The Salem Witch trials are really weird. It’s basically a town that got swept up into hysteria, potentially the product of consumption of fungus that causes hallucinations and then the hallucinations were used as evidence in a court of law.

One thing you have to consider about the witch trials is where they were and the general circumstances. I don’t just mean that they were from hundreds of years ago, but rather that they were extremely isolated and were keenly aware that they could literally die at any moment.
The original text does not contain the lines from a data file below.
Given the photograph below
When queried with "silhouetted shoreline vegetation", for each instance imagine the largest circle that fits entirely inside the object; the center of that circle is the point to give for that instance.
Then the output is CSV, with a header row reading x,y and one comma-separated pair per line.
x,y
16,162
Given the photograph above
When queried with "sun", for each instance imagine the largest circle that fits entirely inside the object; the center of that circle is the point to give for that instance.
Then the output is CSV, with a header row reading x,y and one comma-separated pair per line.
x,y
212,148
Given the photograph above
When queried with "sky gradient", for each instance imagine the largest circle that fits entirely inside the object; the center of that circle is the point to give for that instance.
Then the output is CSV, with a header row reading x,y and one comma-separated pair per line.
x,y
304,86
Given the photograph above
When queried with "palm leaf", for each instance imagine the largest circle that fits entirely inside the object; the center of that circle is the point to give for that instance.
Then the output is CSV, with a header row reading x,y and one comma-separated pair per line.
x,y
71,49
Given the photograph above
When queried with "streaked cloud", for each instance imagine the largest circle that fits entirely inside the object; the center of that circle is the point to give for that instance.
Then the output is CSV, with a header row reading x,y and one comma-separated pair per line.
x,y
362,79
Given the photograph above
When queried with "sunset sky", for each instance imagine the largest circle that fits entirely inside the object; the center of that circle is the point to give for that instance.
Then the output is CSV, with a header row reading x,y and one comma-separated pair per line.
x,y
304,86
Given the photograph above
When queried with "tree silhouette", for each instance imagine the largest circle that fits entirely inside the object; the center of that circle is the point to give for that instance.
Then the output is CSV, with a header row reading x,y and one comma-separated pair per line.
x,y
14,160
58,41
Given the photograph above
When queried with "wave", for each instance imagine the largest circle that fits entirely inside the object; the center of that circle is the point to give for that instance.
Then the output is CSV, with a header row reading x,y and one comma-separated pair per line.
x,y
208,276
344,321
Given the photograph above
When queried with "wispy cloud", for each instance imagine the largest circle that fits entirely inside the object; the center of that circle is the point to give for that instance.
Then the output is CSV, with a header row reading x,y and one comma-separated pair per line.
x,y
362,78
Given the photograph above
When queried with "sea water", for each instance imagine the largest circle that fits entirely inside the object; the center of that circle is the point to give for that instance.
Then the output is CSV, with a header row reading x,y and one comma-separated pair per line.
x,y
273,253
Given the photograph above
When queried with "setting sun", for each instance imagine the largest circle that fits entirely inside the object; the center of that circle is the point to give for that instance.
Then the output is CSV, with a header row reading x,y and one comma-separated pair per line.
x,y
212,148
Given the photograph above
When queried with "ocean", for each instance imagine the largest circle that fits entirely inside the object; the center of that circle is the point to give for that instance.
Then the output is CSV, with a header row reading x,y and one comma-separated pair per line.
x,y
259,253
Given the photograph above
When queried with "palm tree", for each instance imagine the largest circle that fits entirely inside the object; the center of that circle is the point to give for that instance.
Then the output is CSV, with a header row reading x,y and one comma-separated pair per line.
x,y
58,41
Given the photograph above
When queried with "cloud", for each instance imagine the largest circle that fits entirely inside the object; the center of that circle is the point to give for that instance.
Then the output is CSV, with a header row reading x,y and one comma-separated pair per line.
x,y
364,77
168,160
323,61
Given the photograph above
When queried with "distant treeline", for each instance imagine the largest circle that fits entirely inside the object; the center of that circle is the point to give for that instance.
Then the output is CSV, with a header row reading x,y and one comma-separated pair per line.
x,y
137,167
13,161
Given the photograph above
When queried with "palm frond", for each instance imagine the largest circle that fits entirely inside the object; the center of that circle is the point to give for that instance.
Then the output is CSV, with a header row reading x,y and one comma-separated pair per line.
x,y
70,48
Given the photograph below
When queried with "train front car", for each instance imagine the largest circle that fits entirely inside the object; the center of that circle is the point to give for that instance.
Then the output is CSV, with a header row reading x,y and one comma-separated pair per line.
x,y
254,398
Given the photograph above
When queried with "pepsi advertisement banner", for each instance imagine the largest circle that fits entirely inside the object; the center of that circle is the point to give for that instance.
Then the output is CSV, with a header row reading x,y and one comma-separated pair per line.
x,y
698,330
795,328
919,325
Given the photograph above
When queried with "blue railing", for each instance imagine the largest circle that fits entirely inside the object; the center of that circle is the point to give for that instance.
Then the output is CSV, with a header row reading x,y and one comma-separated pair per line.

Although some settlements worked out systems with the native populations, they were pretty at risk from attack if any enemies rolled through the area. Not to mention the poor nutrition, lack of medical care and being surrounded by religious fundamentalists in fear of persecution from England. Also, you probably only had about a 50% chance of reaching adulthood living in the early colonies. It’s all enough to make some pretty prone to a little mental instability.

For anyone who has lived under a rock and never heard of the Salem Witch Trials, I’ll give you a very brief rundown as to what went down. In the early 1690’s some young girls accused three women in Salem of being witches and panic exploded. Two hundred people were accused and 20 were executed. Now keep in mind that Salem Village probably had less than 600 people at this time, with the surrounding towns and community numbering less than 2000. That’s one third of the village being put under fire for consorting with the devil. Eventually people started to see reason and stopped accepting “spectral evidence” (ie. made up stories/hallucinations) as actual evidence and the trials began to fade away.
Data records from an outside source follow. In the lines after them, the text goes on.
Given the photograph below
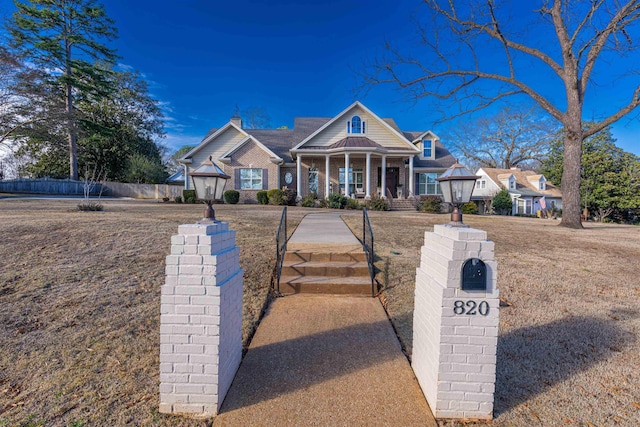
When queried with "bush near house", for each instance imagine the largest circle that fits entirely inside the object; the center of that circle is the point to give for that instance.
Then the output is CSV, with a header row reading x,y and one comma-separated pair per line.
x,y
429,204
377,203
309,201
336,201
276,197
469,208
290,196
263,197
501,203
353,204
232,196
189,196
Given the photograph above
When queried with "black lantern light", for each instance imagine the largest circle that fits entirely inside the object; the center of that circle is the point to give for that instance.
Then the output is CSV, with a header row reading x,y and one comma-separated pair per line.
x,y
457,184
209,182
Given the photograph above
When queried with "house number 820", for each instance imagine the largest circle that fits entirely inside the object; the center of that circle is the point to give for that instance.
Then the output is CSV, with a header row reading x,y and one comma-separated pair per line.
x,y
471,308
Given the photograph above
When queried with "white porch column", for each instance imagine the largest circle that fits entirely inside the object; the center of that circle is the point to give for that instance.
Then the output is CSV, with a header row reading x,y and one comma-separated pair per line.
x,y
346,175
412,179
367,194
327,171
299,175
383,184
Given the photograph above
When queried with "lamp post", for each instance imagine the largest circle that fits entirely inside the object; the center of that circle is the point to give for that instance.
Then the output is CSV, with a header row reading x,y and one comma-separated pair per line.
x,y
209,182
457,184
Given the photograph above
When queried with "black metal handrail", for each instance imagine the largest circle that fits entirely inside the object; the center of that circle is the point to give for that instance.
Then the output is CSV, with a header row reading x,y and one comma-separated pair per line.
x,y
390,198
367,246
281,246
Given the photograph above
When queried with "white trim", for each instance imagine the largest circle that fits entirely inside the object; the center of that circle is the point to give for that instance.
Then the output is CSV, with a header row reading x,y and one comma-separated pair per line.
x,y
210,138
258,143
343,113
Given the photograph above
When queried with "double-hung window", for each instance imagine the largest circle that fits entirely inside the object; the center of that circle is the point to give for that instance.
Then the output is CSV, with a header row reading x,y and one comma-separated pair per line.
x,y
356,125
428,184
427,148
313,180
356,180
251,179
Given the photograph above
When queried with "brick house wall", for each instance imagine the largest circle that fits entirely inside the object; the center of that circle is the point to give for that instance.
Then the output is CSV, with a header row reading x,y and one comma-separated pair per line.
x,y
250,155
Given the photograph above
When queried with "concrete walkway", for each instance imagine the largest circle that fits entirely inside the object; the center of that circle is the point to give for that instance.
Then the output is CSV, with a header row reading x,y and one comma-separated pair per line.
x,y
324,360
325,230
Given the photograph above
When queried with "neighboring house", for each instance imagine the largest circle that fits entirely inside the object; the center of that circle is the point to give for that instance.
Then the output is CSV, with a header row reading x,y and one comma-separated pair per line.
x,y
530,192
355,153
176,178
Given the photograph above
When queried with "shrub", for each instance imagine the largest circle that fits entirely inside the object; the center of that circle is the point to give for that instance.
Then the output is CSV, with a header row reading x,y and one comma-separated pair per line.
x,y
431,204
263,197
469,208
377,203
353,204
336,201
189,196
276,197
90,207
290,196
232,196
502,203
309,201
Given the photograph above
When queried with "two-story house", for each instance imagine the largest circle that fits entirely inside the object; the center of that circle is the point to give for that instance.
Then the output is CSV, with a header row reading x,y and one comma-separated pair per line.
x,y
355,153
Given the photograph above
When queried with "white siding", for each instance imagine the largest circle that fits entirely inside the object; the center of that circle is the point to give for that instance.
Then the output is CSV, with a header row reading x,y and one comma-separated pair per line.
x,y
217,147
375,131
490,189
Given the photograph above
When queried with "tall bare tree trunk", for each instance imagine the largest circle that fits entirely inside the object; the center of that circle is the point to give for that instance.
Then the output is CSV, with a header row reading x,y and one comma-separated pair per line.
x,y
71,136
571,178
Witch trials were nothing new, the panic has been swirling around Europe for several hundred years prior to this, it just took a while to spread across the ocean to the colonies.
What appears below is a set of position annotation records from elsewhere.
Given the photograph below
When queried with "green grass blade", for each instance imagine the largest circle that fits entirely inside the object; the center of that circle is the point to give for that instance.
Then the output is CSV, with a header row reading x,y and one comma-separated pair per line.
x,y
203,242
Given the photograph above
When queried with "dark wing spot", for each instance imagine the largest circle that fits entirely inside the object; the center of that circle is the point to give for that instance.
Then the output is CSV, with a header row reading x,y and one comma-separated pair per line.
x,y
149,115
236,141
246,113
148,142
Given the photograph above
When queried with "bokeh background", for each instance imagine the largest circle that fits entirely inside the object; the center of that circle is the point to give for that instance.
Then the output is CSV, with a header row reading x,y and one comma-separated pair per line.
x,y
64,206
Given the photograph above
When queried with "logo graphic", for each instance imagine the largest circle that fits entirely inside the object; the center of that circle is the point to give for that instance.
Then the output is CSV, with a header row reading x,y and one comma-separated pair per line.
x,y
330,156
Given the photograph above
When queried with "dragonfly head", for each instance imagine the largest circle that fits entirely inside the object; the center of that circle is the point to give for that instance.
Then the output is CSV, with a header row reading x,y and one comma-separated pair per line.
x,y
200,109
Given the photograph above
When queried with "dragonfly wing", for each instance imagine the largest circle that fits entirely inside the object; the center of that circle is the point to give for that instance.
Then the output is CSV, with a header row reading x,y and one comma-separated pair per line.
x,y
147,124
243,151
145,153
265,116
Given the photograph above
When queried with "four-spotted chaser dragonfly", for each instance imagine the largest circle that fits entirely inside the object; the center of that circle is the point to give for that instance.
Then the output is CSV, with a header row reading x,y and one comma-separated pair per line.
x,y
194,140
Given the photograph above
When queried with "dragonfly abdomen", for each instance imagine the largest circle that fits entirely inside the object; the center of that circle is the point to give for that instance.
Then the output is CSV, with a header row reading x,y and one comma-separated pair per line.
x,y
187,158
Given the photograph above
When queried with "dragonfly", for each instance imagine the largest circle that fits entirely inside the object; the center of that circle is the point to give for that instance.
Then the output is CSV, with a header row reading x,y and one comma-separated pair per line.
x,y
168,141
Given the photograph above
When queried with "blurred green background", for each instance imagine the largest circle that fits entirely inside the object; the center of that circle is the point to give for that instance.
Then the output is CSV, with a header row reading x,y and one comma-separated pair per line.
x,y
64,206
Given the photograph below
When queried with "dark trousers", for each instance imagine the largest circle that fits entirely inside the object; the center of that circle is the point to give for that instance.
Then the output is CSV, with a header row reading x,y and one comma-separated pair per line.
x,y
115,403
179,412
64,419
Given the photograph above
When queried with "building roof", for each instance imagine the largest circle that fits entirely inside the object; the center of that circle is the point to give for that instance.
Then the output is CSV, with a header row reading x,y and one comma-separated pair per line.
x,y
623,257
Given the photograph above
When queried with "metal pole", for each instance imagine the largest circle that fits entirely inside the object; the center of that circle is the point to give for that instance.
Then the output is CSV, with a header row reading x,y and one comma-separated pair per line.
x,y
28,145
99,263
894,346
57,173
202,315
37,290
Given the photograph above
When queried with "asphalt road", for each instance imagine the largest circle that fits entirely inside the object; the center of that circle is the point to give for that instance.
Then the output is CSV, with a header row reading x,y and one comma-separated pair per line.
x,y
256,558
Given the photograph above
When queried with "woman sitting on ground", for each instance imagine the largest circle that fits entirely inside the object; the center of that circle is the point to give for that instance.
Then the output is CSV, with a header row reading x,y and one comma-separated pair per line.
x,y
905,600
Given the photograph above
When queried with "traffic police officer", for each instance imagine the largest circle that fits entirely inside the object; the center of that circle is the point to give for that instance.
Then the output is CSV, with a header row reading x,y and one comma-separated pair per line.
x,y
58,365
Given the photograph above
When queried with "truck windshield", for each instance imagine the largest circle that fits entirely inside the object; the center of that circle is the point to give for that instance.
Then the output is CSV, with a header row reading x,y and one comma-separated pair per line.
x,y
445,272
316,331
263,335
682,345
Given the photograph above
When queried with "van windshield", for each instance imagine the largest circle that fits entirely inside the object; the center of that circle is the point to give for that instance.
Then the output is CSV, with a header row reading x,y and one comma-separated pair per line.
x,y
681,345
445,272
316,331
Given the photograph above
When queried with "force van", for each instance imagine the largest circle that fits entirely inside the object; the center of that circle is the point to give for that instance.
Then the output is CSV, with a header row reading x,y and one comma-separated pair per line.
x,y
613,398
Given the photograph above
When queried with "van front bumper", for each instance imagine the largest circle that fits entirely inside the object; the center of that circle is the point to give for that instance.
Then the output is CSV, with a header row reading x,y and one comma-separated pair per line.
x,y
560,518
It’s possible that if the initial accused had been upstanding, respected citizens in Salem that nothing further would have happened, but the first three accused were a slave, a homeless woman and a widow, none of whom were particularly liked by the village. Sometimes trials and accusations such as these were used to purge undesirables from the population, but just booting them out wouldn’t have been the proper thing to do, they needed a reason that would let them feel moral about it and so they decided those women were working for the Devil. From there I imagine those who weren’t involved in that pattern of thought genuinely became terrified and fanned the flames of hysteria which led to the rest of the trials.

It’s difficult to say what exactly caused everything and historians still can’t agree. There are several ideas besides the general stress of colony living, such as mental illness, child abuse and ergot poisoning (https://en.wikipedia.org/wiki/Ergotism). The fictionalized story of the Witch trials is told in the play The Crucible by Arthur Miller. The youngest person accused was Dorothy (Dorcas) Good, she was only 4.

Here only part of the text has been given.